Les propriétaires qui louent leurs logements via des plateformes en ligne seront désormais plus encadrés. Des lois plus restrictives ont été votées concernant le nombre de jours ou encore les déclarations à effectuer.

Les locations saisonnières plus détaillées

Depuis le 1er décembre 2019, les communes ont la possibilité de demander aux plateformes en ligne de location saisonnière, type Airbnb ou Abritel, de leur donner la liste précise des meublés loués sur leur territoire une fois par an. La commune pourra demander des informations détaillées sur les locations effectuées l’année en cours et l’année précédente.

En plus il sera possible de savoir, si les plateformes ont cette information, le nombre précis de jours où le bien a été mis en location et le numéro de déclaration. Les plateformes vont devoir transmettre le nom du loueur, s’il est un particulier ou un professionnel et le caractère du logement.

Les députés ont également introduit la possibilité de soumettre à autorisation le changement de destination en meublé de tourisme, notamment des locaux commerciaux, pour les communes ayant mis en place la procédure d’enregistrement des logements loués via des plateformes de location saisonnière.

Location interdite plus de 120 jours par an

Un propriétaire n’est pas autorisé à louer son bien sur une courte durée (pas plus de 120 jours /an pour une résidence principale). La loi oblige la plateforme à bloquer l’annonce si le bien, la résidence principale, a été loué plus de 120 jours dans l’année.

Lors de l’examen du projet de loi “Engagement et proximité” dédié aux maires, le Sénat avait permis aux communes de limiter la durée des locations entre 60 et 120 jours par an, ceci afin de répondre aux demandes des villes “en tension” qui accusent AirBnB de réduire le parc de location dédié aux habitants au profit des touristes. Mais cette disposition n’a pas été votée par les députés.

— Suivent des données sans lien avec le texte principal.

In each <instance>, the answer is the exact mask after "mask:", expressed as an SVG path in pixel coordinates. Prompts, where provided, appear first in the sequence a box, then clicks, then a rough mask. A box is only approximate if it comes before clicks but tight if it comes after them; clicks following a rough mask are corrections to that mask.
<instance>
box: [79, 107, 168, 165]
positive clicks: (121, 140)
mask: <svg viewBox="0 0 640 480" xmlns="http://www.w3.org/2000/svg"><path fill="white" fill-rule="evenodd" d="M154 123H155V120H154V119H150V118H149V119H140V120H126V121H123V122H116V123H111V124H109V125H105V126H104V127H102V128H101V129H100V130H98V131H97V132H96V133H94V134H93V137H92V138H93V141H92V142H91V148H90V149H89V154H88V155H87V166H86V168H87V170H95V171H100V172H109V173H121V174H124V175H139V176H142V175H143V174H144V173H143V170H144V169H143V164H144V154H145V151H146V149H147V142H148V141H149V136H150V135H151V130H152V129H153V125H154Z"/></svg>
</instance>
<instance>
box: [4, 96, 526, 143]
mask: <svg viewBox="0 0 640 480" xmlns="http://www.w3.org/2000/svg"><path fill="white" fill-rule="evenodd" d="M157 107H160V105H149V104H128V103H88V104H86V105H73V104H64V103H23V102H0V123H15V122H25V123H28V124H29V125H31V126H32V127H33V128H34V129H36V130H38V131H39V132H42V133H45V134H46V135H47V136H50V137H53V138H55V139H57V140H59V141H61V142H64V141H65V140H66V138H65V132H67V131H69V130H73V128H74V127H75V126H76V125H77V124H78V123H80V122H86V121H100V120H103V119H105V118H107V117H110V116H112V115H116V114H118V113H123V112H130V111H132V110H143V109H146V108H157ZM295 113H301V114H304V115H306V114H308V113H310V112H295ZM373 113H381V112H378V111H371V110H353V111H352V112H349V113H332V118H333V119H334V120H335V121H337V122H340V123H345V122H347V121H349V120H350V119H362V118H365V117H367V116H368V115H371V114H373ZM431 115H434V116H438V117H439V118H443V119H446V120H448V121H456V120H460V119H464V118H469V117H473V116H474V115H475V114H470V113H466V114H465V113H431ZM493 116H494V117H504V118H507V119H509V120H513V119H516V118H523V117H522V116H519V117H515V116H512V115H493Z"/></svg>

Des contrôles ciblés pour limiter l’abus

Les communes pourront à présent savoir si la limite des 120 jours est dépassée non seulement sur une seule plateforme, mais en cumulé sur plusieurs plateformes.

En cas de procédure judiciaire, la preuve de l’infraction (plus de 120 jours de location) pourra être faite avec le fichier transmis par les plateformes. L’obligation de donner la liste va faciliter le travail des communes qui ne devront plus vérifier annonce par annonce.

L’idée est de cibler les contrôles des communes dans les zones tendues comme les grandes villes pour éviter les abus de certains propriétaires qui en louant toute l’année via des plateformes sortent leur bien du marché de la location traditionnelle.